Mexico's Sheinbaum urges closer US coordination after Trump threatens land attacks on cartels

Mexico's Sheinbaum urges closer US coordination after Trump threatens land attacks on cartels

MEXICO CITY, Jan 9 (Reuters) - Mexico's President Claudia Sheinbaum said on Friday she has tasked her foreign minister with strengthening coordination with the United ​States, after President Donald Trump threatened land strikes on drug cartels, ‌which he said were running Mexico.

"Yesterday, I asked Foreign Minister Juan Ramon de la Fuente to make ‌direct contact with the (U.S.) Secretary of State and, if necessary, speak with President Trump to strengthen coordination," Sheinbaum said during her morning press conference.

Trump's remarks to Fox News on Thursday marked the latest in a series of escalating threats to deploy U.S. military ⁠force against drug cartels within ‌Mexican territory, a move Mexico considers a red line. Trump's threats gained new force after U.S. forces attacked Venezuela last weekend and ‍captured its president, Nicolas Maduro.

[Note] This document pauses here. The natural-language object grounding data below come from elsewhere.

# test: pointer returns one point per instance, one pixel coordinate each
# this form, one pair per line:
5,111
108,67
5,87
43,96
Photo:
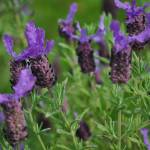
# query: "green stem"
72,133
38,136
119,130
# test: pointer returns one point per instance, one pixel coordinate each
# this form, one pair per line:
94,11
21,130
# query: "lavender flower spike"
15,128
35,38
24,85
136,16
73,10
66,27
99,38
120,56
85,52
36,51
2,117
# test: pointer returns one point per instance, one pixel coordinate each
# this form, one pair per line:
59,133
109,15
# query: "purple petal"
115,27
121,41
8,42
49,47
72,11
146,5
125,6
6,98
101,23
99,36
144,132
35,36
142,37
40,36
2,117
148,19
25,83
33,51
84,37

"We've knocked out 97% of the drugs coming in by water, and we are going to start now hitting land with regard to the cartels," Trump told ​Fox News host Sean Hannity on Thursday. "The cartels are running Mexico — it's ‌very, very sad to watch and see what's happened to that country."

Sheinbaum has repeatedly warned that any unilateral military action by the U.S. in Mexico would constitute a grave violation of the nation's sovereignty. At the same time, she has doubled down on bilateral security cooperation with the U.S. to avoid Mexico being in Trump's ⁠crosshairs.

On Thursday, she touted preliminary data that showed ​homicides have fallen by 40% since she took office ​in October 2024. She has also sought to placate Washington with two mass expulsions to the U.S. of alleged high-level cartel operatives ‍and by undertaking a ⁠year-long military offensive against the Sinaloa Cartel.

Security analysts and Mexican officials say behind the scenes, Sheinbaum is likely to move even closer to Washington after ⁠the U.S. attack on Venezuela, hoping that increasingly tight bilateral security cooperation will stave off unilateral ‌U.S. military action.